You never know — there may come a time when you, too, feel the need to call upon an Andy Lamprey.

Lamprey eventually connects me with a guy named Malcolm, another ex-LAPD cop, who will sit, armed, in an unmarked car outside our house through the night, keeping watch over us, if we want. We want. Lamprey says he can negotiate us a reduced rate of $500 per night (LA has unbelievably high rates for “cover,” as I learn it’s called). I call my mother to ask for advice, and also to alert her to the wingnut on the loose, in case he drifts her way; she insists on putting a check in the mail to pay for a night or two of Malcolm. I feel grateful, but also guilty: it was I who had insisted on writing about Jane’s murder, and while I knew intellectually that I wasn’t responsible for this man’s actions any more than Jane was for her murder (as the caller had indicated), my less enlightened self felt sick with a sense of late-breaking comeuppance. I had summoned the horrible thing, and now here he was, attaché case in hand. It wasn’t long before my image of him merged with that of Jared Lee Loughner, the man who, exactly two weeks prior, had walked up to Representative Gabby Giffords in a Safeway parking lot in Tucson, Arizona, and shot her, along with eighteen others. A form letter from Giffords was found in Loughner’s home with the words “Die, Bitch” scrawled on it; Loughner was known for saying that women should not hold positions of power.

It doesn’t matter to me if both of these men are mad. Their voices still have clarity.
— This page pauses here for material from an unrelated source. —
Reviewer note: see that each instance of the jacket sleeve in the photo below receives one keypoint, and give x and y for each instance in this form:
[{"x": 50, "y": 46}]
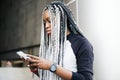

In the wake of the Patriot Act, during the second administration of George W., you made a series of small, handheld weapons. The rule was that each weapon had to be assembled from household items within minutes. You’d been gay-bashed before, two black eyes while waiting in line for a burrito (you ran after him, of course). Now you thought, if the government comes for its citizens, we should be prepared, even if our weapons are pathetic. Your art-weapons included a steak knife affixed to a bottle of ranch dressing and mounted on an axe handle, a dirty sock sprouting nails, a wooden stump with a clump of urethane resin stuck to one end with dull bolts protruding from it, and more.